Stage 1 (1-7 minutes)

  • Begin to drift off and your brain/body prep for deeper stages

Stage 2 “Light Sleep” (10-25 minutes)

  • Body temp drops; Heart rate and breathing slow; muscles begin to relax

Stage 3 “Deep Sleep” (20-40 minutes)

  • Restorative sleep needed for body recovery and growth

Stage 4 “Rapid Eye Movement (10-60 minutes)

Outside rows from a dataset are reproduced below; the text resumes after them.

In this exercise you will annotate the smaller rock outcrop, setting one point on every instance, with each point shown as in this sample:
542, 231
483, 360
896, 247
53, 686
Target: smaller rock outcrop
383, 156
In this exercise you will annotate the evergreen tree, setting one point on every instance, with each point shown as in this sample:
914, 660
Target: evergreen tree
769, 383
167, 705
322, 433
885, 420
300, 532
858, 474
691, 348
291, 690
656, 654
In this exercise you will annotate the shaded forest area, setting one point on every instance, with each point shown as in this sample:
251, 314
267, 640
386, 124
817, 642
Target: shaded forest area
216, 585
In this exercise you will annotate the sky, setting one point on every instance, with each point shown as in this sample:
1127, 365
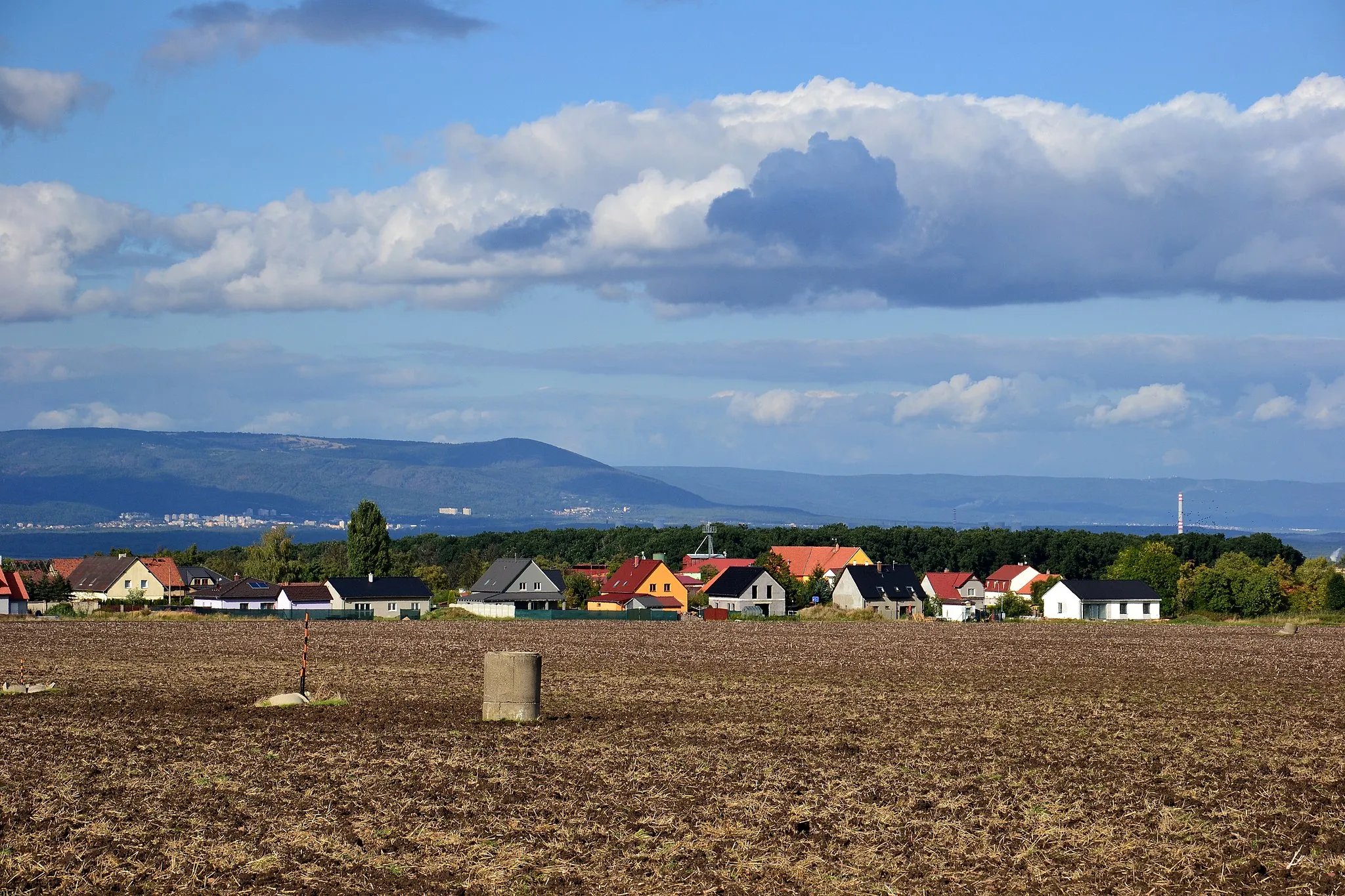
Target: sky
1034, 238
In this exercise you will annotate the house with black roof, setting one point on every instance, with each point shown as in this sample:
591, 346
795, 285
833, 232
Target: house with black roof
1102, 599
892, 590
390, 597
747, 590
514, 584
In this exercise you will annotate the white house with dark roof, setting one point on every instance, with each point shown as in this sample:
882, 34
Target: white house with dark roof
891, 590
747, 590
514, 584
1102, 599
389, 597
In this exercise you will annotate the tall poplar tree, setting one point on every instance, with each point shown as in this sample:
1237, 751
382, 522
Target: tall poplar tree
369, 548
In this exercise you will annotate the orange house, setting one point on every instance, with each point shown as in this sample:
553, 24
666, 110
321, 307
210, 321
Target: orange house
645, 582
833, 561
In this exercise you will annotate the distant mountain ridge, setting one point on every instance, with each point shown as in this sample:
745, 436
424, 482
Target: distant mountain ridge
82, 476
1023, 500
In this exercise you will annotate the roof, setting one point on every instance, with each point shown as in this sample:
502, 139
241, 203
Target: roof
631, 575
1105, 590
307, 591
389, 586
893, 582
12, 586
1007, 571
734, 582
803, 561
164, 570
65, 567
99, 574
242, 589
946, 584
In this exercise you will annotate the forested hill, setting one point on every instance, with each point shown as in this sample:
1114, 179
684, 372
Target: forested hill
84, 476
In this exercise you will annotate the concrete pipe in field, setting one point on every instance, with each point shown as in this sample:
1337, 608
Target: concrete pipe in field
513, 688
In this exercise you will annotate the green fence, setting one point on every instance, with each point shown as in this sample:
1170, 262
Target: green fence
655, 616
286, 614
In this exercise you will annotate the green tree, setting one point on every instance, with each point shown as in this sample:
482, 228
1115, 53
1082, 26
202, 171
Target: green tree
272, 559
369, 548
579, 589
1155, 563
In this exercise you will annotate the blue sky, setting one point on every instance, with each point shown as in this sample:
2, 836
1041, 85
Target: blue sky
979, 238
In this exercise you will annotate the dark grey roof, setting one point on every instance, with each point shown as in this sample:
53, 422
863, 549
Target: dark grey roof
390, 586
100, 574
896, 582
505, 574
735, 581
1105, 590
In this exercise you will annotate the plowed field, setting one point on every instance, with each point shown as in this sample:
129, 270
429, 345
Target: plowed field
676, 758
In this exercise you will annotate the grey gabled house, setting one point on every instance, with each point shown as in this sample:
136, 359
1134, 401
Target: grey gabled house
514, 585
747, 590
891, 590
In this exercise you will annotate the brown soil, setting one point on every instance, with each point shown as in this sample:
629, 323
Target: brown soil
676, 758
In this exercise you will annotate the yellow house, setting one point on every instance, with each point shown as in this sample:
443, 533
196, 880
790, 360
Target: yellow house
119, 578
642, 585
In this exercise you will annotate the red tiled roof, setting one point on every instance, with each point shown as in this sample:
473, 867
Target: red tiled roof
803, 561
164, 570
946, 584
12, 586
631, 576
65, 566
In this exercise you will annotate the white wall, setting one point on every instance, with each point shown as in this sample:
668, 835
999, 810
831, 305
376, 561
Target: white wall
489, 610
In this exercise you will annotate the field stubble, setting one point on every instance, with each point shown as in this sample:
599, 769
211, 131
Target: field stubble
677, 758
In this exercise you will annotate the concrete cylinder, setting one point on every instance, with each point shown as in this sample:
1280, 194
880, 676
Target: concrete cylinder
513, 688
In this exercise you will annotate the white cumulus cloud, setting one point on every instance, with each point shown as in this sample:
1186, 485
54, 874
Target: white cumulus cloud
99, 416
1155, 403
959, 399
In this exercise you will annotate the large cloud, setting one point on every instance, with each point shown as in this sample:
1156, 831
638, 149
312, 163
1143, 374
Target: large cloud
229, 26
39, 100
791, 199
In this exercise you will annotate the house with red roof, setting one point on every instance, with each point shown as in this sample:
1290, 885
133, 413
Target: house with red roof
1012, 576
642, 584
833, 561
961, 594
14, 594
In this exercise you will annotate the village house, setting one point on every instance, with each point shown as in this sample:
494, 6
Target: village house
891, 590
512, 585
805, 561
14, 594
1102, 599
747, 590
389, 597
114, 580
303, 595
240, 593
655, 585
1012, 578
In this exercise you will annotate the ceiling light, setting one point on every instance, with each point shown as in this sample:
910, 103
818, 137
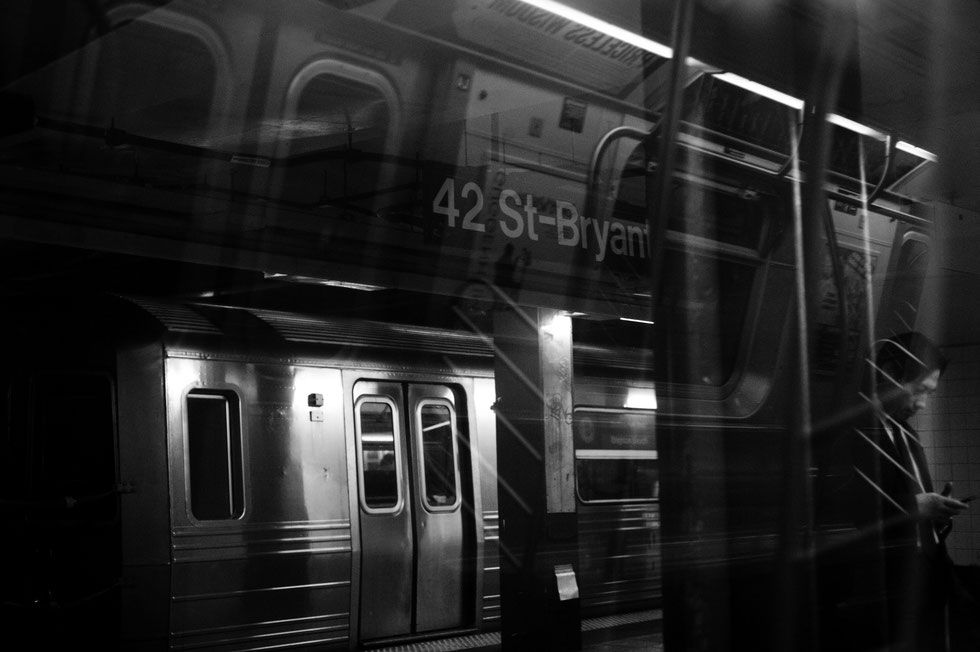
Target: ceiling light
600, 25
760, 89
916, 151
310, 280
856, 127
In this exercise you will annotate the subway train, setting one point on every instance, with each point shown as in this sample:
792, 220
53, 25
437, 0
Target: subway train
197, 455
207, 476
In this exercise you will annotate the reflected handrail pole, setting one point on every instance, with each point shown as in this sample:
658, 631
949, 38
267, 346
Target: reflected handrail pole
658, 187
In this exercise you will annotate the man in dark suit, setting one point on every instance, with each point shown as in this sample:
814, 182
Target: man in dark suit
903, 576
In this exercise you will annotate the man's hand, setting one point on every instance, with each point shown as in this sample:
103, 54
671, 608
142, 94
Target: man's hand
940, 508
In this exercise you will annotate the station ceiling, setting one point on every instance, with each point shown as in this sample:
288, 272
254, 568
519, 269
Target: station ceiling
919, 64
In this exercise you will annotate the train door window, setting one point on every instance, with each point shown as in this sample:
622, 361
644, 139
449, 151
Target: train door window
74, 442
440, 470
378, 454
214, 453
615, 456
905, 291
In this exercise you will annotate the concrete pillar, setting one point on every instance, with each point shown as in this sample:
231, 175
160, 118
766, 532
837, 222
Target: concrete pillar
536, 481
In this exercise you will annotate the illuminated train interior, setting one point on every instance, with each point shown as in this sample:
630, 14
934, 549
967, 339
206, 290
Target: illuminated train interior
484, 324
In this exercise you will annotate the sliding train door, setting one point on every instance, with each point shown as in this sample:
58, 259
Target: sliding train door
413, 528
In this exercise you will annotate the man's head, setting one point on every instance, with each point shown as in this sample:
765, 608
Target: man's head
908, 368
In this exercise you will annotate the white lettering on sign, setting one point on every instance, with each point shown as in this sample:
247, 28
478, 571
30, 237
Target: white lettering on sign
518, 216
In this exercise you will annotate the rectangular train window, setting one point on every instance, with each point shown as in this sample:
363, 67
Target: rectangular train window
378, 449
74, 450
437, 428
615, 455
214, 454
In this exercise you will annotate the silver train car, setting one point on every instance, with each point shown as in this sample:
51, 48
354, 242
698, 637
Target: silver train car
207, 477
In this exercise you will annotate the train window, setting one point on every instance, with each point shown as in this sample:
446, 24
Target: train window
214, 452
615, 456
377, 441
74, 443
437, 427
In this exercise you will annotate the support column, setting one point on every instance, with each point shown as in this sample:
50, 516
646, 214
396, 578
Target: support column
536, 481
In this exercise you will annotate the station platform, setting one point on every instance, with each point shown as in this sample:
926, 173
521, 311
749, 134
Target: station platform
633, 632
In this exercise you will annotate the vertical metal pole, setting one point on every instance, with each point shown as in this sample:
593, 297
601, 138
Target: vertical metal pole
658, 188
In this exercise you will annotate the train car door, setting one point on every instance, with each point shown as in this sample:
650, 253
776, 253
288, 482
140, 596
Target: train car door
413, 526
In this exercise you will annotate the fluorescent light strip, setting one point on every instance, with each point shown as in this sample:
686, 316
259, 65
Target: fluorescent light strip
759, 89
856, 127
587, 20
916, 151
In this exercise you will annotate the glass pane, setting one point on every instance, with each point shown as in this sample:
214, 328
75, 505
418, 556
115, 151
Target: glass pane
213, 450
439, 455
378, 455
75, 454
617, 479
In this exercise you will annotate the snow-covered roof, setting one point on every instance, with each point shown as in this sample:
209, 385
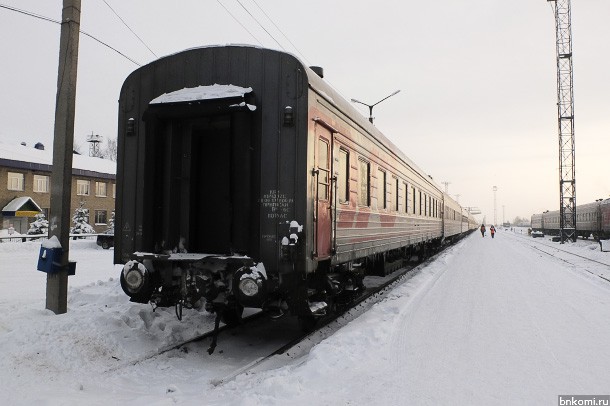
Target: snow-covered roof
27, 154
198, 93
17, 203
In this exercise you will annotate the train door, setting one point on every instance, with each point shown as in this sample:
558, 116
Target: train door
323, 194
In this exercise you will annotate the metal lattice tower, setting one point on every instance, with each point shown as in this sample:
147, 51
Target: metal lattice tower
94, 141
565, 108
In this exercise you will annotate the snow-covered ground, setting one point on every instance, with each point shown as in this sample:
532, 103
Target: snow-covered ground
489, 322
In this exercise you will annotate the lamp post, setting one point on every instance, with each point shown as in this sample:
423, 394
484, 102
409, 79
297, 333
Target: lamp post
370, 106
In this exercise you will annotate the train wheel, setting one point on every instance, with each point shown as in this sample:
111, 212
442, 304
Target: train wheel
307, 323
231, 315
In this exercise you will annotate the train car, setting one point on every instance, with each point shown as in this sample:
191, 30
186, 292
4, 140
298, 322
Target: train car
588, 220
592, 219
536, 222
604, 209
454, 221
245, 180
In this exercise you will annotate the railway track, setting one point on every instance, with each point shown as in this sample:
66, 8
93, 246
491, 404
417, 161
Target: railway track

  • Brain activity picks up with vivid dreaming
  • Important for memory, learning, and creativity
  • This stage gets longer with each cycle

How Much Sleep

Not everyone needs the same amount of sleep. A typical adult need between 7-9 hours each night. You can tell if you need more by listening to your body and mind. Being mindful on how you feel day-to-day can help you decide if you need to make adjustments to get more quality sleep at night.

Do you need more sleep?

These are some common signs you may need more sleep:


  • Feeling tired/sleepy during the day
  • Fatigue is common safter stroke but is made much worse with low sleep
  • Can be physical or mental due to missing sleep stages

Slowed Thinking

  • Thinking and decision making can feel slower and harder to do

Lower Attention Span

  • It can be much harder to focus and maintain attention to tasks/conversations

Mood Changes

  • Irritability, anger, anxiety and depression are all exaggerated on low sleep
  • Our emotional regulation system becomes overwhelmed with low sleep


  • Going to bed and waking up at the same time is a great practice for consistent sleep.
  • Physical exercise is great for our bodies and will make sure you are appropriately tired at night.
  • Find ways to limit sudden noises by trying white noise sources like fans or certain phone apps.
  • The best temperature for adults is around 65 degrees but ranges from 60-72.
  • Limit your exposure to light to make sure you don’t trigger alertness before bed.
  • Journaling how you feel each day can help keep track of sleep needs and sleep disturbances.

Key Takeaways

  • Sleep is as important for your health as diet and exercise and should not be neglected
  • Schedule and routine is very important for good sleep. A healthy sleep routine is a mindset that may need to be worked at for success. Identify sleep barriers and work to ease them.
  • A cool, dark, quiet room is a great start to improving sleep hygiene.

Blue light from phones, computers, and TVs stimulate our awake hormones. Try not to use any devices at least 30 minutes before bed.